Best Tips and Ideas to Take Beautiful Black and White Portraits

The best way to take beautiful black and white portraits is to shoot in the RAW format. This allows you to make adjustments to the image in post-processing.

When it comes to shooting a portrait, there are two main ways you can go about it: in color or black and white. Both can be incredibly striking and powerful when done right, but which one do you choose?

While there’s no right answer here, the choices you make depend on what kind of story you’re trying to tell with your image. If your goal is to capture the subject’s personality, then black and white is probably the way to go. But if it’s more about showing off their features or highlighting certain aspects of their appearance, then color might be a better choice for you.

In this article, we’re going to talk about how you can take stunning black and white portraits using either film or digital cameras.

Tips to take great black and white portraits

Get an idea of your subject

Before beginning your shoot, get an idea of how you want your photos to look. Think about whether the image you envision will require a black and white or color photo. You can prepare poses in advance and discuss them with your clients.

Light is key

If you’re planning on taking a black and white shot, you need to use light that is not harsh. Too much contrast or brightness can result in washed out and bland images.

Create a mood

In addition to using different types of lighting, think about the kind of mood you want to capture. Are you looking for something edgy or fun?


Use a variety of settings to capture interesting and compelling shots. This will allow you to experiment with your ideas and learn from your mistakes.

Find the right time of day for your shoot.

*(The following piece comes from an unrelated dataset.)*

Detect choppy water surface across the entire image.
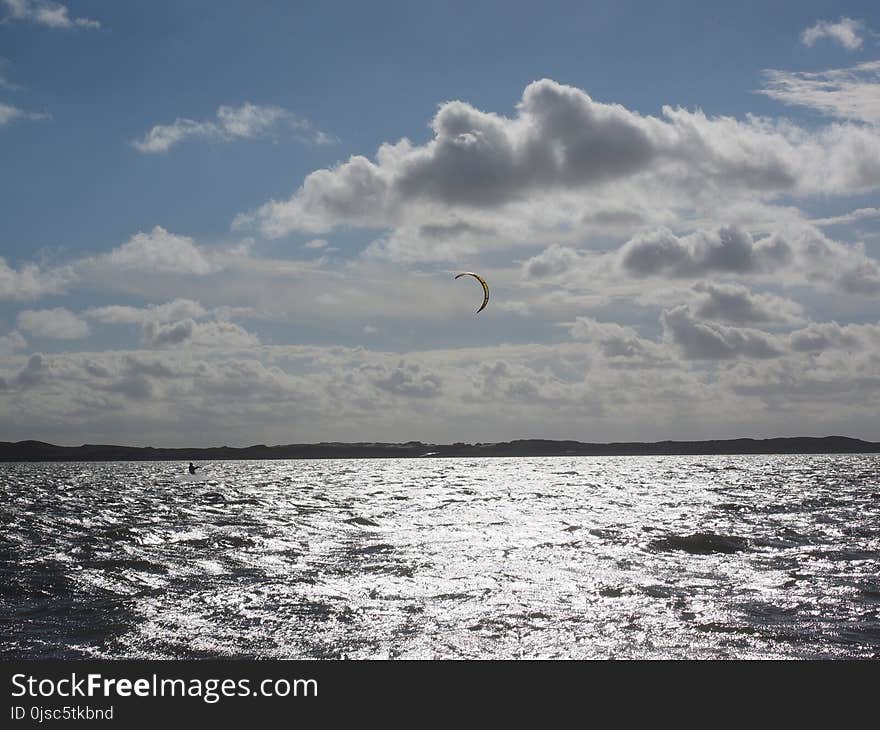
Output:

If possible, try taking pictures during golden hour or blue hour (just before sunset or just after sunrise). This time of day gives your photos a soft, warm feel that perfectly complements black and white photos.

Background is important

Make sure your background is simple and clean; otherwise it will distract from your subject’s face and ruin your picture. If possible, remove any clutter from behind your subject — like people walking by or cars driving by — so that it doesn’t distract from what you’re trying to showcase in their face.

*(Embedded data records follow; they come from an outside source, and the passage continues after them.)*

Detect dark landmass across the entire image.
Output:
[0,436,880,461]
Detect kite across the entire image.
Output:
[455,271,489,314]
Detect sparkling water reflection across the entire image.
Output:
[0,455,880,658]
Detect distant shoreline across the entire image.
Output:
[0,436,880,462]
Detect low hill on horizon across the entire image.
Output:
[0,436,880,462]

It can take months of trial and error to perfect a technique, but eventually you will learn the most effective way to achieve the results you desire.

Consider props

Consider including props such as flowers, accessories, glasses, hats, etc. in your photographs to help draw attention to them and create a more attractive composition.

Be flexible

Keep in mind that your clients may not always sit still, or stay still for too long. Have a backup plan if something happens to your subject. If you need to, you can quickly adjust to accommodate your subject’s movements and actions.

Be patient

The more you practice, the better you will become at capturing moments that interest you.

Shoot multiple times

Always shoot in a variety of locations, indoors and outdoors, to help ensure that you are able to capture a range of images.

Shoot your subjects close-up

Be careful not to capture faces in profile or from a distance when you are taking a black and white portrait. Doing so will flatten out the image and make it lose its dramatic impact.

Be creative

Don’t be afraid to experiment and have fun. You can’t go wrong with a variety of styles and techniques.

Create a story

Your photos can become more engaging if you consider including a story in the photos you take. Think about if your subject can use his or her image to convey a meaning via the photo or the pose.

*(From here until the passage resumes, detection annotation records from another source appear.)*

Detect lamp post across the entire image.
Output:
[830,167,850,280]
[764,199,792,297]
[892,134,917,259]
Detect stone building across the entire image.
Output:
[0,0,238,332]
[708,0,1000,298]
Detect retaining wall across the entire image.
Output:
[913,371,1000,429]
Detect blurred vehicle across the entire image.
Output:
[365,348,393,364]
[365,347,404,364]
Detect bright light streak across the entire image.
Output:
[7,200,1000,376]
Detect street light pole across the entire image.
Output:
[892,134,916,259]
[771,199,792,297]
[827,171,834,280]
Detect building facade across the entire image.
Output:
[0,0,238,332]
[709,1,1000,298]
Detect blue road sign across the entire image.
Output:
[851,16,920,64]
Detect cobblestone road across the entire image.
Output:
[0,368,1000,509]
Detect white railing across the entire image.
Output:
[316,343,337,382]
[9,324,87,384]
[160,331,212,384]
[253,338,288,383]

Consider adding a caption to your photo that tells a story about what’s happening in the scene. You could say things like: “I love this moment because…”, “This is an example of…” or “This is a photo I took in the past and it reminds me of…”.

Follow some rules

The best way to take stunning black and white portraits is to follow the rules.

The first rule is to put your subject in front of a well-lit background. The light should be soft, but not too soft, which can make your subject look flat. The second rule is to make sure that you have some contrast between your subject and the background — dark hair against light skin, for instance.

The third rule is not to use color for accenting; instead, use it for defining shapes and textures. If you’re taking a portrait of someone with red hair, for example, leave some red in the background so that when we see the portrait from afar it will pop out at us.

The fourth rule is that you should always avoid using harsh shadows on your subject’s face; they should never cross over their eyes or nose. Harsh shadows tend to create wrinkles around the eyes and mouth, which makes them look older than they really are.